Der Kläger war bei der Beklagten vom 14.10.2004 bis zum 13.04.2005 aufgrund eines befristeten „Beratungsvertrages” als Sales Representative tätig (Bl. 143 ff. d. A.), bevor er von der Beklagten mit Arbeitsvertrag vom 24.08.2005 mit Wirkung ab dem 01.06.2005 als Sales Representative eingestellt wurde (Bl. 11 ff. d. A.). Der Kläger ist am 13.10.1971 geboren worden, er ist ledig und hat keine Unterhaltsverpflichtungen. Die Beklagte, eine 100%ige Tochtergesellschaft der V. Inc. ist ein Unternehmen mit 22 Arbeitnehmern, die in Berlin, München und Wiesbaden eingesetzt werden und bietet digitale Infrastruktursysteme an. Sie hilft Unternehmen bei der Bereitstellung neu entstehender Dienste wie Mobil-Banking, Voice-Over-Internet-Protokoll und Video über Breitbandverbindungen und ermöglicht damit die Interaktion über weltweite Sprach- und Datennetze. Darüber hinaus bietet sie mehrschichtige Sicherheitslösungen zum Schutz von Kunden, Marken, Websites und Netzwerke von Organisationen an.

Mit einem von Herrn V. B. unterzeichneten Schreiben der Beklagten vom 06.07.2007 (Bl. 16 f. d.
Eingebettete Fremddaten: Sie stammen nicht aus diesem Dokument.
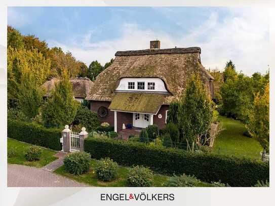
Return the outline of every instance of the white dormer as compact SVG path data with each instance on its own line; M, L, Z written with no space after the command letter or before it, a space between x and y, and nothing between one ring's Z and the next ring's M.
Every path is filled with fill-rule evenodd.
M116 92L164 93L168 92L160 78L123 78Z

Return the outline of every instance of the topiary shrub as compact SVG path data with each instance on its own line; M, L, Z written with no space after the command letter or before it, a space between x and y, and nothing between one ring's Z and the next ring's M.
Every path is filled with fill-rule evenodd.
M254 187L266 187L269 186L269 182L267 180L265 180L265 182L262 180L258 180L257 183L254 185Z
M103 181L110 181L117 176L118 166L109 157L100 159L95 169L97 178Z
M27 161L39 160L41 158L42 149L37 146L31 146L25 152L25 158Z
M82 105L77 107L72 123L74 125L81 125L82 127L85 127L88 131L91 131L100 125L97 114L86 106Z
M65 170L70 174L79 175L89 171L91 155L84 152L74 152L64 159Z
M195 187L200 182L195 176L185 174L179 176L174 175L165 184L165 187Z
M139 140L140 142L148 143L149 142L149 137L146 130L143 129L141 132L139 134Z
M163 138L163 145L166 147L170 147L173 146L173 143L169 133L165 133Z
M150 187L152 185L153 172L143 166L136 166L130 169L127 178L130 187Z
M10 149L8 149L8 158L12 158L14 157L17 155L17 153L16 153L16 150L13 148L11 148Z
M153 140L159 136L159 128L155 125L149 125L146 130L150 141Z
M109 132L108 134L110 137L112 139L119 137L119 134L117 134L117 133L114 131Z

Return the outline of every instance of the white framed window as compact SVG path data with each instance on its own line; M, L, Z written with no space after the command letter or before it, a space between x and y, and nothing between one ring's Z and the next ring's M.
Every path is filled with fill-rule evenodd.
M150 90L154 90L154 83L148 83L148 89Z
M129 89L129 90L134 90L135 89L135 83L134 82L129 82L128 83L128 89Z
M149 121L149 114L144 114L144 120L146 120L147 121Z
M168 110L165 111L165 123L167 123L167 117L168 117Z
M139 113L136 113L135 114L135 120L139 119Z
M144 81L138 81L138 90L144 90L145 89L145 83Z

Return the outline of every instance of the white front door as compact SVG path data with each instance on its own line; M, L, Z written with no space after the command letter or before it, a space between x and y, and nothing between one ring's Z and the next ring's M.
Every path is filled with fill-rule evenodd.
M133 113L133 126L137 128L146 128L150 125L150 115Z

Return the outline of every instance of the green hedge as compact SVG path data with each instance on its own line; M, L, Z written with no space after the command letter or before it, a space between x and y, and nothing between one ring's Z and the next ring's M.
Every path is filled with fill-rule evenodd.
M61 150L61 130L47 129L34 123L8 120L8 137L28 143Z
M84 148L92 158L98 159L109 157L121 165L143 165L169 175L193 175L208 182L220 180L231 186L250 187L258 180L269 180L269 164L249 159L194 154L175 148L101 138L87 138Z

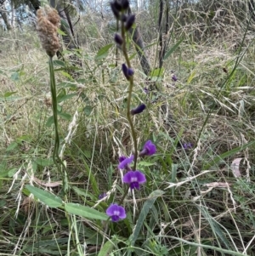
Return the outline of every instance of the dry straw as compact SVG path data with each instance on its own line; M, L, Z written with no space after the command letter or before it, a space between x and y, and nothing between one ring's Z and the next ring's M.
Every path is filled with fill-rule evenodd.
M49 57L53 57L60 47L57 34L60 21L60 18L54 9L47 6L37 10L38 37Z

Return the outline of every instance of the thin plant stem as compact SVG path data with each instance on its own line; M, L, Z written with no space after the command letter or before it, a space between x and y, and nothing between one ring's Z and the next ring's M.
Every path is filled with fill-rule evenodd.
M60 135L59 135L59 122L58 122L58 105L57 105L57 92L56 92L56 82L54 77L54 70L53 64L53 58L49 57L49 73L50 73L50 91L52 97L52 109L54 122L54 130L55 130L55 141L54 148L53 153L53 161L56 165L58 171L62 174L62 182L64 188L65 199L67 200L67 191L68 191L68 174L66 172L65 165L64 164L62 159L60 157ZM60 168L62 166L62 168Z
M125 60L127 61L127 65L128 68L131 68L131 64L130 60L128 55L128 51L127 51L127 43L126 43L126 30L124 26L124 22L122 21L122 37L123 38L123 43L122 43L122 52L123 55L125 57ZM133 76L130 77L129 79L129 88L128 88L128 105L127 105L127 118L130 126L131 129L131 135L132 135L132 139L133 143L133 169L136 169L136 162L137 162L137 156L138 156L138 146L137 146L137 139L136 139L136 133L134 130L133 123L132 121L131 117L131 113L130 113L130 109L131 109L131 98L132 98L132 92L133 92Z

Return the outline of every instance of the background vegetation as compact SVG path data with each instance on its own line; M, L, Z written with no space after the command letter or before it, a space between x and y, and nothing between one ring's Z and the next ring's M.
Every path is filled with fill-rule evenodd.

A.), welches dem Kläger am 06.07.2007 zuging, kündigte die Beklagte das Arbeitsverhältnis zum 31.08.2007. Mit der Beklagten am selben Tage zugegangenem Schreiben vom 12.07.2007 (Bl. 18 d. A.) ließ der Kläger die Kündigung gemäß § 174 BGB mangels Vollmachtsvorlage zurückweisen. Daraufhin kündigte die Beklagte das Arbeitsverhältnis des Klägers erneut mit Schreiben vom 16.07.2007, dem Kläger am 17.07.2007 zugegangen, zum 15.09.2007 (Bl. 19 f. d. A.).

Mit der am 20.07.2007 beim Arbeitsgericht eingegangenen Klage wendet sich der Kläger gegen die Wirksamkeit beider ausgesprochenen Kündigungen. Er hat vorgetragen, bereits seit dem 14.10.2004 bei der Beklagten regelmäßig als Arbeitnehmer tätig gewesen zu sein. Er sei als Callcenter-Agent mit festem Arbeitsplatz bei der Beklagten unter deren Berliner Adresse tätig gewesen. Er habe u.a. auch sog. Enterprise-Kunden der Beklagten, die Sammelzertifikate erwerben, betreut. Nach wie vor verkaufe die Beklagte vom Berliner Standort aus auch gegenwärtig noch Einzel- und Sammelzertifikate an weltweit ansässige Kunden. Die Beklagte habe auch bei der Kündigung keine ordnungsgemäße Sozialauswahl getroffen, denn sie habe die mit ihm vergleichbaren und sozial weniger schutzwürdigen Sales Representatives R., H., S. und Be. weiterbeschäftigt. Ferner sei er mit in München eingesetzten Arbeitnehmern der Beklagten vergleichbar.

Der Kläger hat beantragt,

  1. festzustellen, dass das Arbeitsverhältnis zwischen den Parteien weder durch die Kündigung vom 06.07.2007 noch die Kündigung vom 16.07.2007 aufgelöst worden ist,
  2. die Beklagte zu verurteilen, den Kläger vorläufig bis zum Abschluss des Rechtsstreits auf der Grundlage seines Anstellungsvertrages vom 24.08.2005 als „Sales Representative” weiterzubeschäftigen.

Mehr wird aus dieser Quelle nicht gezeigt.